Index builds embed in-process on ONNX — no torch, no GPU — with a content-keyed cache that makes re-ingestion nearly free; the memory-constrained prod host embeds queries remotely with the same model.

In-process, ONNX, CPU

Every index build on this platform embeds with FastEmbed running bge-small on ONNX Runtime, inside the pipeline process. There is no embedding microservice, no torch dependency, no GPU. For a lesson-sized corpus this beats the alternatives on every axis that matters here: no HTTP overhead, no batching infrastructure, no cold starts, and the whole retrieval stack ships in one lightweight image.

The one exception is the public demo box, and it is a concession, not the design: the hosted service runs on a 512Mi free instance where the ONNX runtime alone pushes it to ~616Mi. There, EMBED_REMOTE=1 embeds queries through the Cloudflare AI Gateway's Workers AI route (@cf/baai/bge-small-en-v1.5 — the same model, served remotely) to fit. Run the stack the way it is meant to run — locally — and embeddings are in-process again, with the LLM called directly and no Cloudflare model anywhere in the path. Builds always embed locally, and the two runtimes are never mixed within one collection. The memory numbers are in the RAG serving deep dive.

The model instance is process-cached — one load per lane, shared between the retriever build and everything else. Lexical-only paths (BM25 without vectors) deliberately skip building the vector index at all, avoiding even the model load they don't need.

Why bge-small

384 dimensions, fast on CPU, strong English retrieval quality — the sweet spot for a technical corpus of this size. The known trade-off of a small bi-encoder (precision at the top of the ranking) is recovered downstream by a cross-encoder reranker that runs on the same FastEmbed dependency: retrieval stays recall-oriented, ordering gets fixed where joint attention over the query–passage pair is affordable.

Content-keyed caching

Embeddings are cached through LlamaIndex's IngestionPipeline + IngestionCache in the RAG pipeline, keyed on content hash. Unchanged nodes are never re-embedded — a full corpus re-sync dropped from 392 seconds to 4 once the cache landed. Editing one lesson invalidates exactly that lesson's nodes.

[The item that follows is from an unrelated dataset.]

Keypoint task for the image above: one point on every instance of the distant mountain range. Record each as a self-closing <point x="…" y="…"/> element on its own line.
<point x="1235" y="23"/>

Model upgrades fit the same mechanism: swapping the embedding model changes the pipeline signature, which invalidates cleanly, and the cache re-fills incrementally instead of forcing a big-bang re-index.

Zero-egress mode

Because embeddings are local, the entire stack can run with no network at all: FastEmbed embeddings + embedded Qdrant retrieval + a local llama.cpp reasoner for generation. VECTOR_STORE=memory goes one step further for hermetic tests — same embedding path, throwaway store. Deterministic CI and a $0 dev loop fall out of the same design decision.

Numbers

  • 384-dimension vectors — bge-small's sweet spot of CPU speed and English retrieval quality.
  • Content-keyed cache: full corpus re-sync 392s → 4s.
  • The ONNX runtime alone pushes the 512Mi prod instance to ~616Mi — the measured fact behind EMBED_REMOTE=1.
  • One model, two runtimes: bge-small-en-v1.5 in-process and via Workers AI, never mixed within a collection.